Le Crabe sur le dos : L'étranger
Cinéma

Le Crabe sur le dos : L’étranger

Le Colombien Oscar Ruiz Navia présente son premier long métrage, Le Crabe sur le dos (El vuelco del cangrejo), l’oeuvre stimulante d’un cinéphile s’invitant dans une grande danse.

À l’origine d’un projet cinématographique, se trouvent toujours d’autres films, d’autres auteurs. Comme dans les autres arts, c’est par le truchement d’autres oeuvres que le cinéaste découvre son moyen d’expression, ses possibilités, ses limites. Pour le spectateur, le fait d’établir des réseaux de correspondance entre deux ou plusieurs corpus, de faire dialoguer entre eux plusieurs cinéastes, demeure l’un des plus grands plaisirs qui soient. C’est là, peut-être, la finalité de la cinéphilie.

Avec Le Crabe sur le dos, son premier long métrage, le Colombien Oscar Ruiz Navia inscrit sa démarche dans la foulée de cinéastes qui ont tenté d’interroger le réel, d’utiliser le cinéma afin de transcender les limites de la perception humaine.
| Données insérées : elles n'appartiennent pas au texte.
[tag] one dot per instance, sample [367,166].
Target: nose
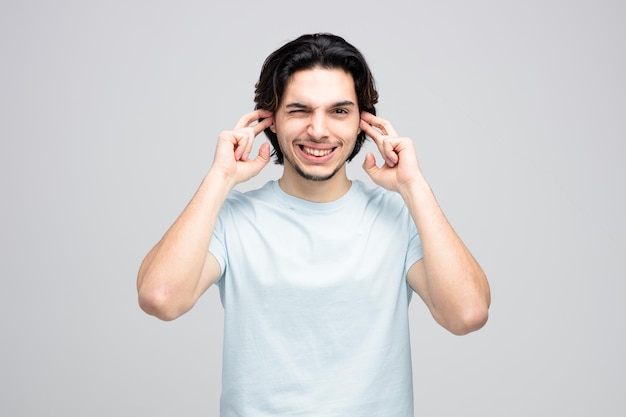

On ne s’étonne guère de l’entendre nous révéler, lorsque rencontré dans le cadre de Festivalissimo, en juin dernier, où son film était présenté en ouverture du festival, sa fascination pour des cinéastes comme Bresson, Tarkovski et Kiarostami.

"J’ai toujours été fasciné par la démarche de ces cinéastes, par leur façon de jouer avec le réel, expliquait-il. J’aime aussi le respect qu’ils ont pour l’intelligence de leurs spectateurs. C’est en ne montrant pas tout et en nous laissant participer à l’écriture de leurs films qu’ils arrivent à élever leur discours. Un film de Tarkovski n’est jamais qu’un film. C’est toujours beaucoup plus."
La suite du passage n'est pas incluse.